9I also agree that: (1) There was sufficient evidence to support Appellant’s conviction on Count I; (2) Appellant failed to establish that his confession was involuntary; (3) It was error to give the “no corroboration of victim’s testimony is necessary” instruction; and (4) Appellant did not establish ineffectiveness of defense counsel.

10I question the majority’s use of language from the State’s brief to imply that the State is conceding that there was no corroborating evidence to support the truth of the confession. Because the issue was not raised, the State never addressed the issue and any statements by the State in its brief are necessarily taken out of context.

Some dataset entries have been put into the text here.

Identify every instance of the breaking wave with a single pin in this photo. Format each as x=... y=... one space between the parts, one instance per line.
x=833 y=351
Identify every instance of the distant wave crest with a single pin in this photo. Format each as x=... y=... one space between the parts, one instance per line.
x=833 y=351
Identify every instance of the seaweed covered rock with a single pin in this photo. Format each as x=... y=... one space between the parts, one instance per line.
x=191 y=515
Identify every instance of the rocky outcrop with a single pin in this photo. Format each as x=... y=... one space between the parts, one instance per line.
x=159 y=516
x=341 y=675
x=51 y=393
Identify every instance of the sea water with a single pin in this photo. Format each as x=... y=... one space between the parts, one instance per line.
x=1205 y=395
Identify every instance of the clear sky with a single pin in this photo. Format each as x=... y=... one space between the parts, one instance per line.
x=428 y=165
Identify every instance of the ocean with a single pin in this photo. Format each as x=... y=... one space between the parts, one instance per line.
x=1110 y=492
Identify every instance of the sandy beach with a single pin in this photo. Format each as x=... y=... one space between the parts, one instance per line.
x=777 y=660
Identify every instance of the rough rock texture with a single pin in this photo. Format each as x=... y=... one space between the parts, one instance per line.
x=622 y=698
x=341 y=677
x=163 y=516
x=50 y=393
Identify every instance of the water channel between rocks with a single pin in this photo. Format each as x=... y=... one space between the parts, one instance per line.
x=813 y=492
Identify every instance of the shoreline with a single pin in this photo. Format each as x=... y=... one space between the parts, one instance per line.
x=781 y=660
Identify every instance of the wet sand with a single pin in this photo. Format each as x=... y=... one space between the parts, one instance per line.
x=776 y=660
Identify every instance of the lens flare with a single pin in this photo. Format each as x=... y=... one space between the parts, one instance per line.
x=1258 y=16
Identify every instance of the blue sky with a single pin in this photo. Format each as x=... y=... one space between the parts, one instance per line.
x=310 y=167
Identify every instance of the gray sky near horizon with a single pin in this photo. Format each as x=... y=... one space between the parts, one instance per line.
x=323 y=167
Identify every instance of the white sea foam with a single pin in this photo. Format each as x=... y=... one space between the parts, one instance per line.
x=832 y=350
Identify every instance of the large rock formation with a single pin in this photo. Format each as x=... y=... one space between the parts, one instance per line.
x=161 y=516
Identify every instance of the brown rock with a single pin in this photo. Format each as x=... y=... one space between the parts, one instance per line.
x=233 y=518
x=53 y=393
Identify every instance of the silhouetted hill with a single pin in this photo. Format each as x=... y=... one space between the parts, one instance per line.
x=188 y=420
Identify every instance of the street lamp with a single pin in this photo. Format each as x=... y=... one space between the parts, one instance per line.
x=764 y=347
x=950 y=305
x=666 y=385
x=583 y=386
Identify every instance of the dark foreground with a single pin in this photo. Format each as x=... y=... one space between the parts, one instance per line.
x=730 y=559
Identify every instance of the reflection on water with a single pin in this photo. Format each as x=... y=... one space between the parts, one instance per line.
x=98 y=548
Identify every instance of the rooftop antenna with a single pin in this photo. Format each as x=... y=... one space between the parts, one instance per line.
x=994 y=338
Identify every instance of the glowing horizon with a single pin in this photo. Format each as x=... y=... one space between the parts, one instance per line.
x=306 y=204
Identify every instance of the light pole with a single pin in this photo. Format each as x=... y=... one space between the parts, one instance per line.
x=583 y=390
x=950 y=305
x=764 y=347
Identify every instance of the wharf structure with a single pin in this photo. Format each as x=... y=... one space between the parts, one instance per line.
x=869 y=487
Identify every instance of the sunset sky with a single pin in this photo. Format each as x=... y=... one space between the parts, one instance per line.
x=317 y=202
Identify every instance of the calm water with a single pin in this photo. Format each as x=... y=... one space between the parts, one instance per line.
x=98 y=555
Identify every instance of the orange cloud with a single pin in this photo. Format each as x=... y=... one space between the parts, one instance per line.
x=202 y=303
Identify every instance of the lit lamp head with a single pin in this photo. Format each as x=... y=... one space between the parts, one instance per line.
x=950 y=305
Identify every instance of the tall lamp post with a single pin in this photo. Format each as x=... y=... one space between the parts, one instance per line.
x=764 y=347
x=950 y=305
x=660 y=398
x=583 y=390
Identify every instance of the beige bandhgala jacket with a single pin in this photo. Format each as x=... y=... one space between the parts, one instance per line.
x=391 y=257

11Again, I would point out that, in this case, Appellant did not raise the corpus delicti issue.

12According to the Court:

The victim in this case is a handicapped child. She suffered from a malignant brain tumor for which she had been subjected to radiation therapy, chemotherapy, and surgery. Although nine years old at the time of the alleged offenses, the victim’s mental ability was that of a four-year old or a four-year, eight-month old child. She had been subjected to five surgeries which compounded her slowness, lack of coordination, speech problems, right-sided weakness and impaired long-term memory.

Betzle, 847 P.2d at 1013.

13The word “suspected” was handwritten on the typed jury instruction.

14On redirect, the State introduced a brief portion of the interview into evidence without objection. That portion of the interview is not challenged by Appellant, or relied upon by the majority in reaching its determination. See majority opinion paragraph 54.